Thank you for your leadership and tireless efforts in democratizing U.S. financial markets. I look forward to seeing this legislation pass with strong bi-partisan support.
About “Fix Crowdfunding Act”
Official Title as Introduced: To amend provisions in the securities laws relating to regulation crowdfunding to raise the dollar amount limit and to clarify certain requirements and exclusions for funding portals established by such Act.
This bill amends the Securities Act of 1933 (Act) to increase from $1 million to $5 million the aggregate amount of securities sold to all investors by an issuer that qualify for the crowdfunding exemption from certain prohibitions relating to interstate commerce and the mails.
(Crowdfunding is a method of capital formation where groups of people pool money, typically composed of small individual contributions, and often via Internet platforms, either to invest in a company or to support an effort by others to accomplish a specific goal.)
The bill amends the Jumpstart Our Business Startups Act (JOBS Act) to declare that a crowdfunding portal shall have a reasonable basis for disqualifying issuers from offering securities through the portal if through a background check it has found that an issuer has made an untrue statement of a material fact, omitted to state a material fact necessary to avoid making misleading statements, or engaged in fraud or deceit. No intermediary (crowdfunding portal) shall be liable for an issuer’s material misstatements and omissions unless, in connection with the offer or sale of a security, it knowingly made or omitted such statements or engaged in fraud or deceit.
The bill amends the Securities Exchange Act of 1934 to exempt crowdfunding securities transactions from its registration requirements.

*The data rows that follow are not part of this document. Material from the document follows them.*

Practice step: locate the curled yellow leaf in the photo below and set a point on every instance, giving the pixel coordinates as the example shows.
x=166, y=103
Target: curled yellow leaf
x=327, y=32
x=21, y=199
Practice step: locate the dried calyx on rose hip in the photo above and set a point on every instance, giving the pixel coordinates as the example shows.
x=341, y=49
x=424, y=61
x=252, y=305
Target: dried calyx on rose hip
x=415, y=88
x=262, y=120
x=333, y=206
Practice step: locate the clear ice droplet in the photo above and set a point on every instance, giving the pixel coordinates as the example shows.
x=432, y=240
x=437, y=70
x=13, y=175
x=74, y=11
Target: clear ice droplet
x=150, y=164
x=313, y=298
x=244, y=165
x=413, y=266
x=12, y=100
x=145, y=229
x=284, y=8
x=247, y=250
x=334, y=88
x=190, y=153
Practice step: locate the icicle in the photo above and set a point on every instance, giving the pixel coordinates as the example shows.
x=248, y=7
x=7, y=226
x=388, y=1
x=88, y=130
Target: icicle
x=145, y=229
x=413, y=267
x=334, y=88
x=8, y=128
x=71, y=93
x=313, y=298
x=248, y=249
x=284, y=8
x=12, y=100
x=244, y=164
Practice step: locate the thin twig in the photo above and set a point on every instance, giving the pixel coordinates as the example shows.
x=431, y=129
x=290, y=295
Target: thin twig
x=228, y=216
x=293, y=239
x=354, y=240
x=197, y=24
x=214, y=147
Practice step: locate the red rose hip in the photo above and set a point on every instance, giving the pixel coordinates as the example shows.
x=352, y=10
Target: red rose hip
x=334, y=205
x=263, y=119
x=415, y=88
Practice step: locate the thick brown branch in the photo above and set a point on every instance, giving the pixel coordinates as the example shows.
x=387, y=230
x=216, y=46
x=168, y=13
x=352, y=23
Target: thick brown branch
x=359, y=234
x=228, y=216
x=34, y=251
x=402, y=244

The Investment Company Act of 1940 is amended to exempt from the definition of investment company, and so exclude from coverage by that Act, any issuer that, for the purpose of making a crowdfunding offering, holds the securities of not more than one issuer eligible to offer securities (a single-purpose fund).
The bill allows single-purpose funds to sell and offer for sale securities according to crowdfunding requirements, and considers them venture capital funds.
The Act is further amended to permit an issuer, before commencing a crowdfunding offering, to solicit non-binding indications of interest from potential investors in the prospective offering if:
- no investor funds are accepted by the issuer, and
- any material change in the information furnished during the actual offering from the information furnished during the solicitation of interest is highlighted to potential investors in the information filed with the Securities and Exchange Commission.
No enforcement action may be brought before May 16, 2021, against crowdfunding portals established under the JOBS Act.